Fuera del ámbito educativo, en el que en los días intermedios tampoco se trabaja, al menos en el centro (la Universidad, por ejemplo, se cierra), entiendo que son sólo tres días de fiesta añadidos a los fines de semana habituales. Pero tampoco es enteramente cierto, no ya porque pueda haber reducciones de jornada (que, en los almacenes, es lo contrario) sino porque el ambiente navideño lo impregna todo y ni se sabe de dónde sale el gentío que abarrota las calles y las tiendas.

¿Podría reducirse tan prolongado período de celebraciones?

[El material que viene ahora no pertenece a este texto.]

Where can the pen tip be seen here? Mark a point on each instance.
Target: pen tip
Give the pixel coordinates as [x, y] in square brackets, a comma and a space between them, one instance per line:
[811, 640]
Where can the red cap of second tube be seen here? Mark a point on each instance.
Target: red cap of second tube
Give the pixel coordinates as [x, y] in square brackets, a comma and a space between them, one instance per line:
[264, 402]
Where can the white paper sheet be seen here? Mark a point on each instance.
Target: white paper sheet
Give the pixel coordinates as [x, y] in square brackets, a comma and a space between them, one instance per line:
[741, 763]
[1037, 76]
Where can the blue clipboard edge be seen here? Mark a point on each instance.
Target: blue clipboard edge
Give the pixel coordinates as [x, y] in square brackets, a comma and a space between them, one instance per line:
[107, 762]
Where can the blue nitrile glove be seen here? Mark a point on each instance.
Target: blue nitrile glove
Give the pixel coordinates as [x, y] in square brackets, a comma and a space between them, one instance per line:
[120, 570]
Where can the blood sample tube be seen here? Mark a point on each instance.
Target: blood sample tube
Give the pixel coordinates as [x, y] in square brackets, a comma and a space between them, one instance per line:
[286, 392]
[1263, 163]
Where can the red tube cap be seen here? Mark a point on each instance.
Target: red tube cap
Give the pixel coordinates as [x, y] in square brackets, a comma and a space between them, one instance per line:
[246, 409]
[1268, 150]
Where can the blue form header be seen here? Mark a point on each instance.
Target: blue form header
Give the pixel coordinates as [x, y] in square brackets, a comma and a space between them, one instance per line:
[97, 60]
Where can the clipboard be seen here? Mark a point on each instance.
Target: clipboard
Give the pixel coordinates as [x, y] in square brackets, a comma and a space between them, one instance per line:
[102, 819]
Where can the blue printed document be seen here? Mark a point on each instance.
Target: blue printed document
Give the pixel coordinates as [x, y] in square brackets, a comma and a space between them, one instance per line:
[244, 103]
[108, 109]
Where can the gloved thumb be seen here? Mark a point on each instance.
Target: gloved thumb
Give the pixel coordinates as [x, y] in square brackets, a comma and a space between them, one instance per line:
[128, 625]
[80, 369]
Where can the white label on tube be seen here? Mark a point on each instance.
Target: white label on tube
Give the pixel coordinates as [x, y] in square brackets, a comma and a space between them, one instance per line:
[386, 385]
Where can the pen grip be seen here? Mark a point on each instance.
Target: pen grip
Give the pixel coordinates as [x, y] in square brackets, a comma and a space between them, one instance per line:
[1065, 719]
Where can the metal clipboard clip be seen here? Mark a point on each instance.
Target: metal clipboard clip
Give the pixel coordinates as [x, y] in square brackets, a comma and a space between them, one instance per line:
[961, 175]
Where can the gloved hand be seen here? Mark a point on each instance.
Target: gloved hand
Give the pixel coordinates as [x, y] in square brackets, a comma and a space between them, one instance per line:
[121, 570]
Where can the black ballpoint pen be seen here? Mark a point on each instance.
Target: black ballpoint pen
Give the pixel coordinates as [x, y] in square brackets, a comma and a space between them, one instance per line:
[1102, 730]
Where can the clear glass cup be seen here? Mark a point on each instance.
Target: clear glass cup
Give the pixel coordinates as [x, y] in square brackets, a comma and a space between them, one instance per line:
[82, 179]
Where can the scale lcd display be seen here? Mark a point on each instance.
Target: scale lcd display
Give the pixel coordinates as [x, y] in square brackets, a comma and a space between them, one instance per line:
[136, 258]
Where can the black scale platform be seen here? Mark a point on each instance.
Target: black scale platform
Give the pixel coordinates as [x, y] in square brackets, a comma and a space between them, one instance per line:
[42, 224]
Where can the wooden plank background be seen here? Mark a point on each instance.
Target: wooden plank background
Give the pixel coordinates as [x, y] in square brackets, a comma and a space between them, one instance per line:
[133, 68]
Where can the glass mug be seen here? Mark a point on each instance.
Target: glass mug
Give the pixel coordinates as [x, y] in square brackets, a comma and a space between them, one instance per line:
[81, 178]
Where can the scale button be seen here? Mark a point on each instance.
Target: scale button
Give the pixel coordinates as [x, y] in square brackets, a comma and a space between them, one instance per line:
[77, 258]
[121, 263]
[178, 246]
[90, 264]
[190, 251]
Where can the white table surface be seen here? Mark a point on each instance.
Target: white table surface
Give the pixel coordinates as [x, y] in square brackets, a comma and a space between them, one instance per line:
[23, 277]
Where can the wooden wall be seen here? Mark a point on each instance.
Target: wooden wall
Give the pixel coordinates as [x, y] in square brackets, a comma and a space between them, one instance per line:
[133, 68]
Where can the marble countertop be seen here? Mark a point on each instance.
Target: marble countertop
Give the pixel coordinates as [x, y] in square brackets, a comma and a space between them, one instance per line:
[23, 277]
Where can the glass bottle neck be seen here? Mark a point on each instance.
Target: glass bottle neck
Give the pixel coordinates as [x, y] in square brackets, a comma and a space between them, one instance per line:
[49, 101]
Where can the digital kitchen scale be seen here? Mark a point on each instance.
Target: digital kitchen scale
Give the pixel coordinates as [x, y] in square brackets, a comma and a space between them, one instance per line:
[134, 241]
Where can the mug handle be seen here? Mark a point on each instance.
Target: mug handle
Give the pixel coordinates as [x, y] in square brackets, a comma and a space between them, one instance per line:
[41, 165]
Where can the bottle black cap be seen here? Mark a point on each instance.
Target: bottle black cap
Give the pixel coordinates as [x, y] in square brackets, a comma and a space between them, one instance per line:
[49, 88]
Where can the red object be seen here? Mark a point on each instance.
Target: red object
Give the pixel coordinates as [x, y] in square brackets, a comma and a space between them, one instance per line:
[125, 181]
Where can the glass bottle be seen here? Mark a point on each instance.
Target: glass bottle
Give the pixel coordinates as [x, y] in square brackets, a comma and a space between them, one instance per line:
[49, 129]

Naturalmente que sí. Pero es difícil porque los hábitos sociales pesan más que cualquier planteamiento reformador. Por ejemplo, el 1 de enero, vinculado al calendario gregoriano y con su propia festividad religiosa, se celebra en buena parte del universo y, de facto, tras el champán de la víspera, viene a ser una suerte de Santa Resaca. ¿Y el día de Reyes? Qué casualidad que, siendo fiesta sustituible por las Comunidades Autónomas, ninguna lo haya hecho. Ni siquiera aquella en la que un expresidente ha pedido, para distinguirse de la España que roba, que no se cene festivamente el 24 y 31 de diciembre. Todo un guiño a la hostelería y al comercio.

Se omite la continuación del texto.